Morley spoke often of his travels, it seemed to me, not so much to boast or intimidate but simply because he couldn’t imagine people who didn’t live the kind of life he lived. His sympathies were broad, but his understanding strictly limited: for all his socialist convictions he was really an intellectual aristocrat, entirely removed from the dull everyday lives of the English working classes. It seemed pretty clear to me that Vince had probably never ventured much further than Colchester, and that even then that might prove something of a culture shock. Morley carried on, of course, regarding Vince in every way as his intellectual and social equal, regaling the poor man with his autodidactic oyster-lore.
‘Crassostrea gigas. Creamier, milder sort of flavour than the English oyster. Not at all unpleasant. Merely bland. Also had a carpetbagger steak in New Orleans. Have you ever tried one?’
Again, Vince answered no.
‘Well, can’t recommend it. Like eating a soft pillow made of meat and brine. What is it Pliny says?’
‘Yes, we know, Mr Morley,’ I said, in the hope that this might put paid to another rather one-sided conversation.
‘Nec potest videri satis dictum esse de his, cum palmas mensaurum divitum altribuantur illis. Something like that?’
‘Very probably.’
‘And Juvenal, of course.
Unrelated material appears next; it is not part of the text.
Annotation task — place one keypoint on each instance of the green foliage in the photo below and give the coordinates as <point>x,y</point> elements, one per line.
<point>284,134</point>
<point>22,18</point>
Circaeis nata forent, an Lucrinum ad saxum, Rhutupinove edita fundo Ostrea, callebat prime deprendere morsu.’
‘In English, Father, if you wouldn’t mind,’ said Miriam. ‘I’m sure Mr Ramsey here would appreciate a translation.’
‘Something about oysters, wasn’t it?’ said Vi
nce.
‘It was indeed, Mr Ramsey!’ said Morley. ‘It was indeed.’
‘We have the Latin here too you know,’ said Vince.
‘Oh,’ said Miriam, who like me had perhaps been rather quick to jump to conclusions about Vince. Perhaps he was a brilliant Latin scholar.
‘Excellent!’ cried Morley, who was always thrilled to meet a fellow autodidact. ‘You know Latin, Mr Ramsey?’
‘I don’t know Latin actually, sir, no. But I know oysters,’ said Vince, his beard billowing in the breeze.
‘Take a note, Sefton!’ cried Morley. ‘A wonderful phrase, Mr Ramsey, if I may say so. “I don’t know Latin, but I know oysters!” I hope you don’t mind if we borrow it for our book?’
‘What’s this book of yours again?’ asked Vince.
We had by now reached his boat, which resembled a barge, wide across the middle and steered from a small cabin up front, and which was called the Eileen – ‘After my dear mother,’ explained Vince – though Morley of course insisted on calling it the Syracusia.
‘Our book, Mr Ramsey,’ said Morley, as we all clambered aboard the Eileen, ‘is to be a portrait of Essex.’
‘Warts and all?’ asked Vince.
‘I see no warts, Mr Ramsey,’ said Morley, with his typical – and at times rather paper-thin – insouciance.
‘You’re maybe not looking hard enough then, are you?’ said Vince, who started up the motor on the boat, and suddenly we were away. Essex receded.
Morley stood in the cabin with Vince. I took photographs at the stern, and Miriam fell into conversation with the only crew member to join us on the trip, a man introduced to us, improbably, as Mr Storey, who like Mr Ramsey seemed to have stepped onto the boat fresh from the set of a seafaring saga at Pinewood Studios. This was the age, of course, when men still resembled their work, and Mr Storey was the very model of a modern fisherman: unshaven, broad-shouldered, thick forearms bearing tattoos, cigarette stub behind the ear, and with a cable-knit sweater that might actually have been knit from cables.